FCN implementation: This article shows how to create a set of non-linearly separable data and how to implement a FCN from scratch using numpy: linear layers, activation functions, loss and training function.
Python Deep Learning Framework implementation: This article shows the implementation of a Deep Learning Framework with only numpy. It implements all the layers listed in the next section. It also explains how to implement some good features provided by a Deep Learning Framework such as: saving and loading a model to deploy it somewhere, getting its number of parameters, drawing learning curves, printing its description, getting its confusion matrix, etc.
Network deployment: This article explains how the Deep Learning Framework can help to create and train a CNN for hand signal recognition for UAV piloting. It also shows how to build a dataset for a particular task and how to deploy a trained model to perform the task.
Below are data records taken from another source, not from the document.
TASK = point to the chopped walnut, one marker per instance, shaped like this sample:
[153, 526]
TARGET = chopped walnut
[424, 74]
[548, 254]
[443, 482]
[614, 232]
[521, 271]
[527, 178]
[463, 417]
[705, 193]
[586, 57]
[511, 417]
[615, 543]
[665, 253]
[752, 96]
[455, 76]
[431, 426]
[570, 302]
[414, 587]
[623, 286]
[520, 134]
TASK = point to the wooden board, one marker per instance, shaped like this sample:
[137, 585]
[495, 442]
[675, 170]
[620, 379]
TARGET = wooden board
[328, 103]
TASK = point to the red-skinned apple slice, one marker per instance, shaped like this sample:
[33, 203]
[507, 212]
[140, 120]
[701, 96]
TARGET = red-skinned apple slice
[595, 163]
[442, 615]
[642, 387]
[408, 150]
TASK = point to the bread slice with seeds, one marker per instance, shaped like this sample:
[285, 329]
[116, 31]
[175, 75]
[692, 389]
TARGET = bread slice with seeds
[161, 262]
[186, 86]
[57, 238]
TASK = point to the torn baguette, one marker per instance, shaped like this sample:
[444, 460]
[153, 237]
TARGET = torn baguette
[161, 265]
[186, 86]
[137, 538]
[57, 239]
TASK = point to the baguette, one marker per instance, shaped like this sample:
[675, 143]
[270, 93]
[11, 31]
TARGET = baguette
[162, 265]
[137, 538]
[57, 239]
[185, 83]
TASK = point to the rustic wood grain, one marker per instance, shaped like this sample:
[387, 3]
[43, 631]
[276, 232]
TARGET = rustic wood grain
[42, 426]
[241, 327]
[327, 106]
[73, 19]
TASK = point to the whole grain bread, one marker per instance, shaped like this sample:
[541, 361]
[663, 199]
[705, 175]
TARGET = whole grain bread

C++ Deep Learning Framework implementation: This article explains how to create a C++ library that implements a simple Deep Learning Framework: Linear layer, MSE loss, ReLU and Softmax functions, a feature/label generator and a training loop. The main goal of this article is to show how to develop a project in C++ by explaining key concepts of the language.
- Linear layer
- Convolution layer
- Flatten layer
- Max pooling layer
- Average pooling layer
- Batch Normalization
- Activation functions: Sigmoid, ReLU, LeakyReLU, Softmax
- Loss functions (MSE: Mean Squared Error, Cross Entropy)
- To build a model, the Sequential module has to be used. The code below creates the following network: Convolution -> LeakyReLU -> Max Pooling -> Convolution -> LeakyReLU -> Flatten -> Batch Normalization -> Linear layer -> Linear layer -> Softmax -> Cross Entropy Loss
cnn_model = NN.Sequential([
NN.Convolution(in_channels=in_channels, out_channels=out_channels, kernel_size=kernel_size),
NN.LeakyReLU(),
NN.MaxPooling2D(2),
NN.Convolution(in_channels=out_channels, out_channels=out_channels, kernel_size=kernel_size),
NN.LeakyReLU(),
NN.Flatten(),
NN.BatchNorm(),
NN.Linear((out_first_conv**2)*out_channels, hidden_size),
NN.LeakyReLU(),
NN.BatchNorm(),
NN.Linear(hidden_size, num_class),
NN.Softmax()],
NN.LossCrossEntropy())
- One-hot encoding conversion
- Train function (epoch and mini-batch)
- Save and load a model to deploy it somewhere
- Get the number of parameters of a created model
- Get the confusion matrix
- Draw learning curves
- Print model's description
The cnn-fcn_example.ipynb notebooks contain an implementation and training of a CNN model and a FCN model. They also show how to save and load a model with its weights to deploy it somewhere.
The homemadeframework_vs_pytorch.ipynb notebook shows a comparison with pytorch framework.